Defense industry left guessing as U.S. Army struggles forward with an unclear mission

Oct. 29, 2013
THE MIL & AERO BLOG, 29 Oct. 2013. Circumstances are gathering into a potential perfect storm that may threaten not only the U.S. Army's future mission, but also how the defense industry can move forward to support the Army's needs, and even the continuing relevance of the America's oldest American military service.

THE MIL & AERO BLOG, 29 Oct. 2013. Circumstances are gathering into a potential perfect storm that may threaten not only the U.S. Army's future mission, but also how the defense industry can move forward to support the Army's needs, and even the continuing relevance of the America's oldest American military service.

Some of these are well-known: sequestration, dim prospects for future military budget growth, and defense technology research and development, which for practical purposes has come nearly to a dead-stop.

Perhaps most serious, however, is how top military and civilian leaders can define the Army's role as the nation moves into the future, how they identify the top threats the Army must face, and how they justify the need for a large standing Army in an era when large-scale big-iron military land battles appear to be part of the past.

Here's where we are today: U.S. military forces are finishing their exit from Iraq, where they have operated for more than a decade. Their final exit from Afghanistan is but a few years off, or less. When operations in Southwest Asia are completed, where does the Army go from there?

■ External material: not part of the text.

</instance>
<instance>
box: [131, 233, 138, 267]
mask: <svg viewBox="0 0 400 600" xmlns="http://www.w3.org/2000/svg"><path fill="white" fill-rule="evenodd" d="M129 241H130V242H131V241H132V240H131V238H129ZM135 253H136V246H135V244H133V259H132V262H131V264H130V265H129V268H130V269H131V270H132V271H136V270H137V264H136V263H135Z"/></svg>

Think about it. The Army has had a clear set of missions since the U.S. entered World War II. Although the close of that war saw a rapid drawdown in U.S. military power, the strengthening Soviet Union at that time weighed heavily on everyone's mind.

Less than five years after World War II ended, North Korean invaded South Korea, which created another sudden and dire mission for the Army. That mission grew from containing North Korean forces to containing Communism around the world, which continued until the fall of the Berlin Wall in 1990.

One year later, Iraq invaded Kuwait, which triggered Operation Desert Shield, and eventually the military ouster of Iraqi forces from Kuwait in Operation Desert Storm. In both these military initiatives the Army played a central role.

For the next decade keeping an eye on a contained-but-restless Iraqi military, on ethnic strife in what then was Yugoslavia, and on other simmering hot spots throughout the world held the Army's attention and helped shape its mission.

Today, however, we find ourselves in different circumstances. Counter-insurgency operations are nearing an end in Iraq and Afghanistan, Russia does not pose the immediate military threat that did its predecessors of the Soviet Union, and Europe has been relatively quiet.

Still, trouble spots persist in areas like Syria and Iran, yet with no open conflict involving U.S. Army forces. There is no immediate and dire threat in these areas, and hence no clear Army mission -- at least not yet.

So how does the Army move forward? Counter-insurgency? Certainly. Special Forces capability? Of course. But what's the role of the established Army infrastructure that involves large combat infantry units, main battle tanks, armored fighting vehicles, and an order of battle designed for large ground conflicts?

I'm not sure there is a role, and I'm not convinced that the top Army leadership today knows what its role in the future will be, either.

Maybe the Army simply is at a moment of transition, and leaders will get a handle on the Army's core mission sometime soon. On the other hand, with the civilian leadership vacuum we have today in Washington, I'm not sure the Army will be able to do so.

This leaves the defense industry charged with supporting the Army perhaps in a more precarious position than it has been since the end of World War II nearly 70 years ago. If Army leaders are unable to define the Army's long-term mission clearly, then the defense industry will have no idea how to proceed, other than to guess.

These factors were on display just below the surface last week at the Army's big annual trade show in Washington -- the Association of the U.S. Army (AUSA).

Show exhibits revolved around what has been important up to now -- IED-proof wheeled armored vehicles, fast-response air power in the form of tiltrotor aircraft and fast helicopters, advanced body armor, and network-centric warfare equipment like wearable computers, small software-defined radios, and agile satellite communications.

What was striking at AUSA, however, was a lack of direction in where we go from here. It was as though the industry were pointing out to the Army officers walking the aisles how far technology has led us to this moment, yet pleading for direction on where the industry should go from here.